IMG_3213Dr. Mirzaei (Shokoufeh thereafter), who is a tenure-track Assistant Professor at Cal State Pomona, gave a talk regarding open problems on computational structural biology and protein quality assessment. She explained why researchers care about the structure of the protein (shape affects function). Many diseases happen as a result of misfolding proteins (for instance Alzheimer's and Parkinson's) and it is important in the drug discovery process to understand a protein's interaction with other proteins. The goal of this line of work is to design new proteins with desired functions not currently found in nature, with the hope that computational work will be able to replace at least in part experimental work, i.e., drug trials on individuals. A challenge is that there is no clearly defined energy function so there is no clear objective to minimize. Criteria that can be used in the optimization framework include: hydrogen bonds, Van der Waals interactions, backbone and angle preferences, electrostatic interactions, and more. Those criteria lead to very nonlinear and non convex expressions, making the problem even more challenging. 

Shokoufeh then discussed the Protein Data Bank (which offers opportunities for template-based, homology-based and free modeling) and the WeFold Coopetition, the purpose of which is to encourage "coopetition" (competition+cooperation) among labs to improve the state of knowledge regarding protein structure prediction. Certain classes of prediction targets have only seen modest gains over the past few years and such an event therefore had the potential of speeding up the rate of discovery. Open problems in the field include best scoring function and best metrics to compare two protein structures. Then Shokoufeh commented on the problem of creating a benchmark data set for testing different proteins and discussed computational approaches such as MESHI (using the clustering nature of proteins) and Support Vector Machine.  

This is a field I know nothing about and I was struck by the clarity of Dr. Mirzaei's presentation as well as the effectiveness of her communication skills in making very complex problems understandable to a lay audience. She proved a very articulate and effective speaker who convincingly made the case for her research. In today's world, analytics professionals must not only have the quantitative tools to make a difference but also communicate their work effectively and there is no doubt Dr. Mirzaei will soon be a star in her domain. 
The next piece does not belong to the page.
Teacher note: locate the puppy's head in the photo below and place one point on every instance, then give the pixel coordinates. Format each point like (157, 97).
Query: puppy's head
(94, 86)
IMG_3218Dr. Salari (Ehsan thereafter), Assistant Professor at Wichita State, gave a talk entitled: "Biologically-guided radiotherapy planning: fractionation decision in the presence of chemoradiotherapeutic drugs." His talk was based on his recent paper published in IIE Transactions in Healthcare Systems Engineering. You can find a technical paper version of the work here. Radiotherapy (RT) uses high-energy radiation beams to kill cancer cells by damaging DNA. The survival rate of cells when exposed to different rates of radiation follows a linear-quadratic model. RT treatments are delivered through daily fractions. A regimen is thus determined by the number of fractions and the radiation dose. Effects of fractionation are accounted for by using a concept called the biologically effective dose. (BED)

Chemotherapy can be done sequentially or concurrently with RT but increases the risks of complication. It is therefore important to determine the impact of chemotherapeutic agents on optimal RT fractionation regimens. Additivity and radio-sensitization both affect the linear-quadratic curve depicting the survival rate of cells. Ehsan proposed an approach to extend the BED model to quantify the radiation damage and studied the optimal radiation fractionation regimen and the drug administration scheme under 4 schemes: RT only, CRT with additive effects only, CRT with radio-sensitization effects only, CRT with combined effects. His presentation contained many insightful graphs on the structure of the optimal regimen, which you can also find in his paper

Like Shokoufeh, Ehsan proved to be an exceptional researcher delivering a compelling, insightful presentation of quality far above the average presentation at the annual meeting. I am looking forward to reading other papers by him.